I had a letter this morning asking me about the story that, when Bernini received the triple portrait of Charles I by Van Dyck as the model for the bust which the King had commissioned, he is said to have declared, ‘Never have I beheld features more unfortunate’. The question was: what is the source of this anecdote and is there any truth to it ?
It’s surprisingly hard to trace. The story is repeated by Horace Walpole in his Anecdotes of Painting as if it is already too well known to bear repeating. The earliest reference to it that I have so far found it is in James Welwood’s Memoirs of the most material transactions in England, for the last Hundred Years (London, 1718) in which he describes how Charles I ‘had something in the Lines and Features which Physiognomists account unfortunate: And it’s commonly reported, that his Picture being sent to Rome to have a Busto done by it; a famous Statuary, not knowing whose it was, told the Gentleman that brought it, He was sorry if it was the Face of any Relation of his; for it was one of the most Unfortunate he ever saw; and according to all the Rules of Art, the Person whose it was must die a violent Death‘ (p.68).
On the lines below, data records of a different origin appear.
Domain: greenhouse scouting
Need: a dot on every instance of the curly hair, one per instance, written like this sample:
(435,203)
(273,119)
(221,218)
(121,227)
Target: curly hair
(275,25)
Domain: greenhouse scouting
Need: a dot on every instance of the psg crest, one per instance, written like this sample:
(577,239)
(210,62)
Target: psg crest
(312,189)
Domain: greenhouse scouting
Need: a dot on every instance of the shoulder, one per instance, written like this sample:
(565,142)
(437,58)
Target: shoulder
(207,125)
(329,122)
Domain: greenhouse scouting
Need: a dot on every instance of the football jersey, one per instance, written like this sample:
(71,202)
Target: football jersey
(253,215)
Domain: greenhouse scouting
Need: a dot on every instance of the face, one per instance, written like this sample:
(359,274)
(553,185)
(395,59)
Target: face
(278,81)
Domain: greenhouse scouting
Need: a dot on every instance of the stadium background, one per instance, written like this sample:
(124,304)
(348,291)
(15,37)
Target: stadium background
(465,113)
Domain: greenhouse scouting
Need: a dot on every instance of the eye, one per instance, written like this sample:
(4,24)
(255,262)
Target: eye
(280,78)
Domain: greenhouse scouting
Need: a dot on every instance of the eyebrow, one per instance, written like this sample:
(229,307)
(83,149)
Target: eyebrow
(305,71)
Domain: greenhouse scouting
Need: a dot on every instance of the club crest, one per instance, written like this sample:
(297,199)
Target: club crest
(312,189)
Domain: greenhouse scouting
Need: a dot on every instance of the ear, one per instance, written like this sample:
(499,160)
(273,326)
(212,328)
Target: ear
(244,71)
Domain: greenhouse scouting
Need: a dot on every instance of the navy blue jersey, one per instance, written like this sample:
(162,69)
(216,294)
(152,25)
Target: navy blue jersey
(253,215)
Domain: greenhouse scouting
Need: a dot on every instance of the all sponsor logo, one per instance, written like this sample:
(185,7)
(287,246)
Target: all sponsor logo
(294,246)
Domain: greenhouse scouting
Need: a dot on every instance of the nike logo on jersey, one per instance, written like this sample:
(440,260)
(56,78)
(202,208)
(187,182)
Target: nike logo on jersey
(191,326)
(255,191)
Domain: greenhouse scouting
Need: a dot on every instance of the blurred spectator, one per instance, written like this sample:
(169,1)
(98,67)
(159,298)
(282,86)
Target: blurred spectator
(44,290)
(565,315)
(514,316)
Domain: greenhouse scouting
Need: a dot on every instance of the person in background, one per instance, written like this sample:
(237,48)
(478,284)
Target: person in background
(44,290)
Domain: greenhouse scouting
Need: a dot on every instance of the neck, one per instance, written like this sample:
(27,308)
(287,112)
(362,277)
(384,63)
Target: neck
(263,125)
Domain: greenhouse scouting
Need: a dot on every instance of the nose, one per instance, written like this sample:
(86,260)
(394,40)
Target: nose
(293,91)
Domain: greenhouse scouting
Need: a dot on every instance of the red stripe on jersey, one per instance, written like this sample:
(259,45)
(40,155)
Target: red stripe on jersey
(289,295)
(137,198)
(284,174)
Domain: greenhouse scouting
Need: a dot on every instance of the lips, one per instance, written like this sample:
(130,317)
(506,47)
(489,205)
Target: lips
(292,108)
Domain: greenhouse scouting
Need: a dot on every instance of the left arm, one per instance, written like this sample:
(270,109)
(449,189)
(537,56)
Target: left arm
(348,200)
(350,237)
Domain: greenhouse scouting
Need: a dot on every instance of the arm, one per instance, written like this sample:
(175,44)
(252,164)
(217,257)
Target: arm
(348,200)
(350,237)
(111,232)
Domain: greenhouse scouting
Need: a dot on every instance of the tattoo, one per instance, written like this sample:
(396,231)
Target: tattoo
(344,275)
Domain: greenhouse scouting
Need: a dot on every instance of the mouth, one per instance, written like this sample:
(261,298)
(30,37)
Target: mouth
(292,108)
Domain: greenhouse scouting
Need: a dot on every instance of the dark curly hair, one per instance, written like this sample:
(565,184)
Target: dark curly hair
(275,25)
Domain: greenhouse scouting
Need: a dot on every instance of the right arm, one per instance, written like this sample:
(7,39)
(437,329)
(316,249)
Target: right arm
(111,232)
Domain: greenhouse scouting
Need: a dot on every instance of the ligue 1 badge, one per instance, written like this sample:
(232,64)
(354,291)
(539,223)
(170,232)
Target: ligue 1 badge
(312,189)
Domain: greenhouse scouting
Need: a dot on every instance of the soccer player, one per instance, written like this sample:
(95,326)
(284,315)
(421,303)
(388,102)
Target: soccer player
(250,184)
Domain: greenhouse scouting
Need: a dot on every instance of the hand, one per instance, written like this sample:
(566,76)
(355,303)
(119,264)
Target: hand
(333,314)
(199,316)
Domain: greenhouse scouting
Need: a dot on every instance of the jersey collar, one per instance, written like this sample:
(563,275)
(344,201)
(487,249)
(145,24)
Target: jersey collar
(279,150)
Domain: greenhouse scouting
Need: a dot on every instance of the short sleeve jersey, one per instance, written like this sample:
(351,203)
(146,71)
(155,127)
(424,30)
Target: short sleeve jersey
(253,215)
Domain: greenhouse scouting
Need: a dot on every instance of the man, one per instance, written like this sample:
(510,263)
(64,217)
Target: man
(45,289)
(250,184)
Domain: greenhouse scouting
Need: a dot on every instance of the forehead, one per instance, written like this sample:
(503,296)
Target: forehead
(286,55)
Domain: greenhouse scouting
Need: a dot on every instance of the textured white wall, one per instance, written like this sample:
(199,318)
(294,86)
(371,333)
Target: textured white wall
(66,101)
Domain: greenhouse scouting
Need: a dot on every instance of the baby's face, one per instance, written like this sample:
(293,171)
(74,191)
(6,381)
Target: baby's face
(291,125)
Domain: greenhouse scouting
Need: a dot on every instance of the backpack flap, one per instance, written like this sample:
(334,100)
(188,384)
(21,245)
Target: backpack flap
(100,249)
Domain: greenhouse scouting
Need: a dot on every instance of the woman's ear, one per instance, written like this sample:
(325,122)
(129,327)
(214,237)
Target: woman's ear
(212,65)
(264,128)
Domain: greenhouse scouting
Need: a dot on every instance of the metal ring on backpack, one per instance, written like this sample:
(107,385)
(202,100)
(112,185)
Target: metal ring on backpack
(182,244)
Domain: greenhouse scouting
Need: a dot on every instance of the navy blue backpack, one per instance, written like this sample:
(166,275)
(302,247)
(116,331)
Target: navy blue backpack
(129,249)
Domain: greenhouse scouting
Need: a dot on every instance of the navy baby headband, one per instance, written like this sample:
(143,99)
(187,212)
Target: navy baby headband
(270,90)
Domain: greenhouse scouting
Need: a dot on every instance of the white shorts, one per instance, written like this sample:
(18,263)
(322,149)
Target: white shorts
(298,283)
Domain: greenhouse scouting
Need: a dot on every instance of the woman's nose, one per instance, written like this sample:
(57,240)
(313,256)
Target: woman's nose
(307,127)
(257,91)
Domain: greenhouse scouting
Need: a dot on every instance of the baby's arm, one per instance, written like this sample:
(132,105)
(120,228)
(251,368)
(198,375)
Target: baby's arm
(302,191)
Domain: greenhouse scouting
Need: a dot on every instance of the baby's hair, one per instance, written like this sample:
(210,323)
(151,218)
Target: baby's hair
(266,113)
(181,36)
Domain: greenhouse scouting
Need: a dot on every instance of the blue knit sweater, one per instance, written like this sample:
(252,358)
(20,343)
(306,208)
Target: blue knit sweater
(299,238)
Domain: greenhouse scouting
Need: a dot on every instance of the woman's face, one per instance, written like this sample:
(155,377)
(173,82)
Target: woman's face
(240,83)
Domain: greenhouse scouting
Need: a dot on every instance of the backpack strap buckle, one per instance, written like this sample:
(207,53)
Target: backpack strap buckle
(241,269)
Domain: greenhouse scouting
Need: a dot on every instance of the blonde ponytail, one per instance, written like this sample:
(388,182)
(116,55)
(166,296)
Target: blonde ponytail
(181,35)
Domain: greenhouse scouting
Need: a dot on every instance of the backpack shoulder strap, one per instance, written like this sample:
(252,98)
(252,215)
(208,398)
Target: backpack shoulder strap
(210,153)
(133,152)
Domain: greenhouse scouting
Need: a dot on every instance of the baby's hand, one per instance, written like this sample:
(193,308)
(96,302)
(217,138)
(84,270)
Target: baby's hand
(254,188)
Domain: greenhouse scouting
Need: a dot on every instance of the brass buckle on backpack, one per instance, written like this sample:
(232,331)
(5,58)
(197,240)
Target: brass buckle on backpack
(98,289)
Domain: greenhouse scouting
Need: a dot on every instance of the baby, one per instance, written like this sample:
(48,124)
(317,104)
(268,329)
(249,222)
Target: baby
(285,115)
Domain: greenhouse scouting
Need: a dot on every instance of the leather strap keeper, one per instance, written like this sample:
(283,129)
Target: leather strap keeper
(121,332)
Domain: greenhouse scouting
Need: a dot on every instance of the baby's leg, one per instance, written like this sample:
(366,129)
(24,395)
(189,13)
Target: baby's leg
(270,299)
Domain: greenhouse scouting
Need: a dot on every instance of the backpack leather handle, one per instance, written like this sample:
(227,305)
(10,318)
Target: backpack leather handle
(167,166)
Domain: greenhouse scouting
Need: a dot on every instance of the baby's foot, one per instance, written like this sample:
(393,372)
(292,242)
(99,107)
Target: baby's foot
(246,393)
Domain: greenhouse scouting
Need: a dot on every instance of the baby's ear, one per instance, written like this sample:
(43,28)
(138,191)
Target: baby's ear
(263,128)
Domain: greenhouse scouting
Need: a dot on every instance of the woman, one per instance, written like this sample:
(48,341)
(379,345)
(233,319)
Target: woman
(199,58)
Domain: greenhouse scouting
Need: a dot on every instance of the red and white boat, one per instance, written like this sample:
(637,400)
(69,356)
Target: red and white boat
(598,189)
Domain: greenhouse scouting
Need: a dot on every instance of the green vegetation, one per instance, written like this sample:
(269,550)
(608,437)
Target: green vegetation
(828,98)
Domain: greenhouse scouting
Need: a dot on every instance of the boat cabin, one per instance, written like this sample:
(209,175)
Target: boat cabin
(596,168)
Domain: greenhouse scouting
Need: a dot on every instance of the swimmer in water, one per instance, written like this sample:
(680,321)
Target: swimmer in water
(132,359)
Does anyone know its origin ?
Regretfully I can offer no information BUT you have provided much MIRTH, thence smiles & a giggle, for which thanks.
‘And I have been told, of the famous Architect and Statuary, the late Chevalier Bernini, who cut that rare ‘Bust of Charles the First at Rome in white Marble, from a Picture painted by Van Dyke (yet extant, and to be seen in one of His Majesty’s Apartments ) that he foretold something of funest and unhappy, which the Countenance of that Excellent Prince fore-boded.’ (John Evelyn, Numismata, 1695, p. 335). I think that ‘the Gentleman that brought it’ (i.e. brought the Van Dyck triple portrait of Charles I to Rome) must be the wealthy Thomas Baker (who took the opportunity to have Bernini do his own bust now in the V&A; some of this in Pope-Hennessy’s V&A sculpture catalogue, though the relevant entry is clearly by the excellent Ronald Lightbown who revised it for the Festschrift for H.W. Janson, though Lightbown is cautious about Baker being our man. Evelyn visited Baker’s ‘Forest House’ in Leyton in 1669 and may have chatted with Baker’s widow, Lady Norwich, about her late husband’s Italian adventures…
Thanks for posting this. I was just wondering exactly that. Thank you Mr Chaney.